Rome, Oct 15 (DPA) The Italian government denied Thursday a British newspaper report alleging it authorised clandestine payments in 2008 to the Taliban and other insurgents in Afghanistan to maintain peace in areas of the country monitored by Italian troops.
Referring to the report in the London-based Times, Prime Minister Silvio Berlusconi’s office in a statement also denied that, in June 2008, the US Ambassador to Rome made an official diplomatic complaint to the Italian government over the alleged payments.
“The information given by the Times, presented as fact, is rubbish,” Italian Defence Minister Ignazio La Russa was quoted as saying by the Adnkronos news agency.
In its report published Thursday, The Times cited sources, identified only as “Western military officials” and “high-ranking NATO officers”, as saying that US intelligence officials had intercepted telephone conversations revealing that the Italian secret service paid “tens of thousands of dollars” to Taliban commanders and local warlords.
The payments were allegedly made to insurgents operating in the far-western Herat province – where most of the Italian military contingent in Afghanistan is deployed – but also in the area of Sarobi, east the capital Kabul, which was under Italian military command in the first half of 2008.
The French military, which took over command of Sarobi from the Italians in July 2008, suffered the loss of 10 men in a Taliban attack that took place the following month.
According to the Times’ sources, the French were not aware of the payments made by the Italians to the insurgents and were led to believe the area posed no serious security threat.
While not referring directly to the incident, the Italian government in its statement said Italian troops in Afghanistan had been targeted in “numerous attacks” during the first half or 2008, when the alleged payments were supposedly made. Those included the killing of an Italian soldier near Sarobi Feb 13, 2008.
The statement also cited then NATO commander in Afghanistan, US General David McKiernan, who praised the effort of Italian troops in the Sarobi area. Those efforts included the construction of bridges, wells and schools, making Italian work there “a model” to be adopted by the NATO-led International Security Assistance Force.
Twenty-one Italian soldiers have been killed in Afghanistan since Italy began deploying troops there in the aftermath of the 2001 US-led invasion.

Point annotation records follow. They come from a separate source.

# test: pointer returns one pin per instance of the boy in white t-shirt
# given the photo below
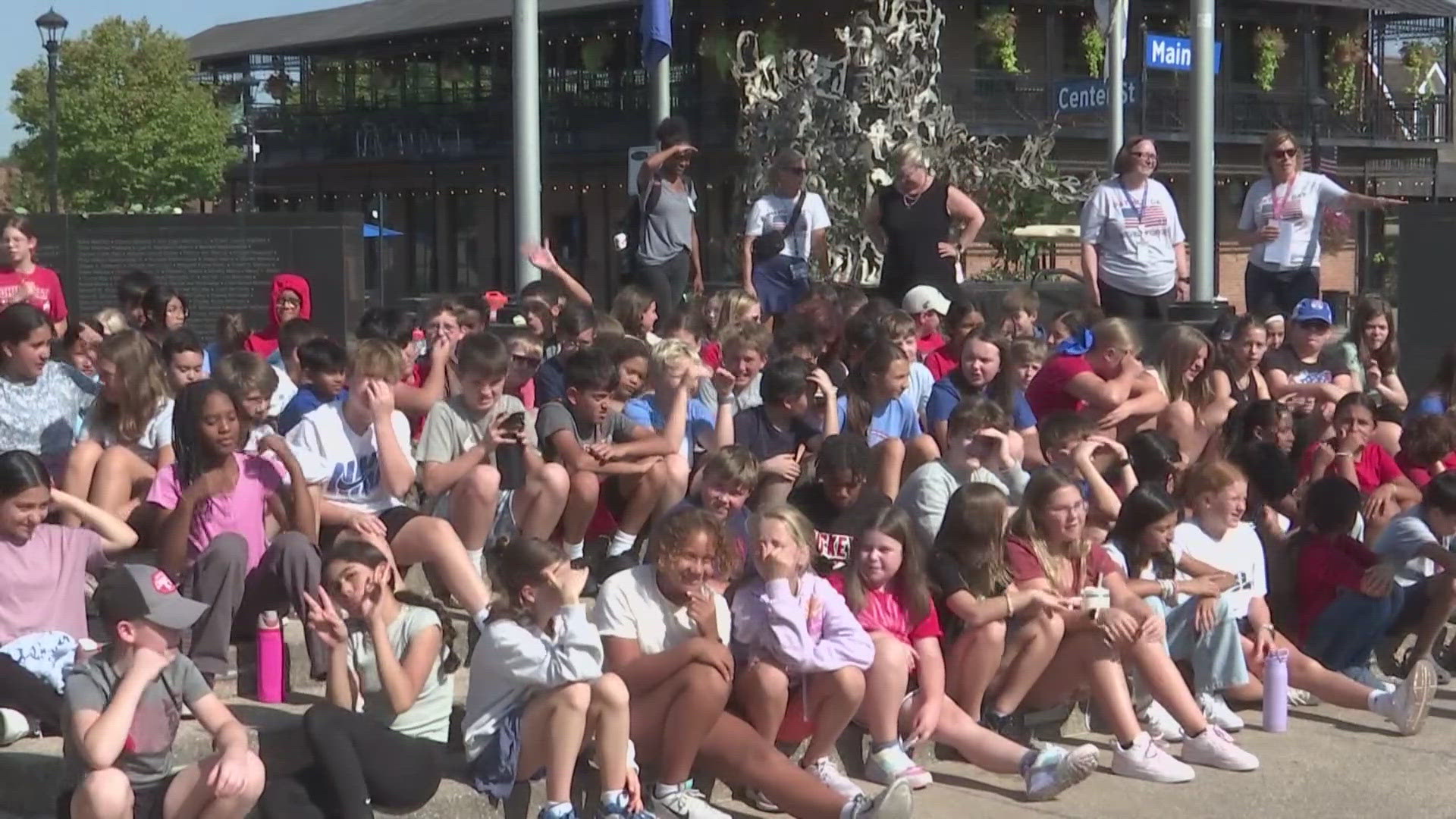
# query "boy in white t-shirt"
(356, 455)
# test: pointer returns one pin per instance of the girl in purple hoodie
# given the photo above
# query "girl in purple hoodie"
(795, 639)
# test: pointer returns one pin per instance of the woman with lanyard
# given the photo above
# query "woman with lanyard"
(667, 245)
(783, 229)
(1133, 256)
(910, 223)
(1282, 218)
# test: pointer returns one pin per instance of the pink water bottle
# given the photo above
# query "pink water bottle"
(271, 667)
(1276, 691)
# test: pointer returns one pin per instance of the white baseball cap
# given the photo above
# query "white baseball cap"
(925, 297)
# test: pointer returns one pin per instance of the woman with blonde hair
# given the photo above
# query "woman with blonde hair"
(1282, 219)
(910, 222)
(786, 229)
(1197, 407)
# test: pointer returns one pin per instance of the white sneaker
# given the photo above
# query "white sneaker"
(1216, 710)
(1408, 704)
(1147, 761)
(1057, 768)
(14, 726)
(1216, 749)
(685, 803)
(1158, 722)
(826, 771)
(893, 764)
(890, 803)
(1301, 698)
(1367, 678)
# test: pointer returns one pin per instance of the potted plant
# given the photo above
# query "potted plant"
(1343, 63)
(1269, 49)
(1419, 57)
(1094, 49)
(1001, 30)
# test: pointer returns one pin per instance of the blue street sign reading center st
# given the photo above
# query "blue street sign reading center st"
(1174, 53)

In an attack in September, six Italian soldiers were killed when a vehicle packed with explosives blew up near their armoured car on a road outside Kabul.
Some 2,800 soldiers are currently deployed in Afghanistan, in a mission which, according to opinion polls, continues to divide public opinion.
Leaders of the Northern League, the junior government partner in Berlusconi’s government, have repeatedly called for the withdrawal of the troops.
However, Berlusconi has assured US President Barack Obama of Italy’s commitment to the West’s military mission in Afghanistan, where US troops have been involved in most of the fighting and have suffered the greatest losses.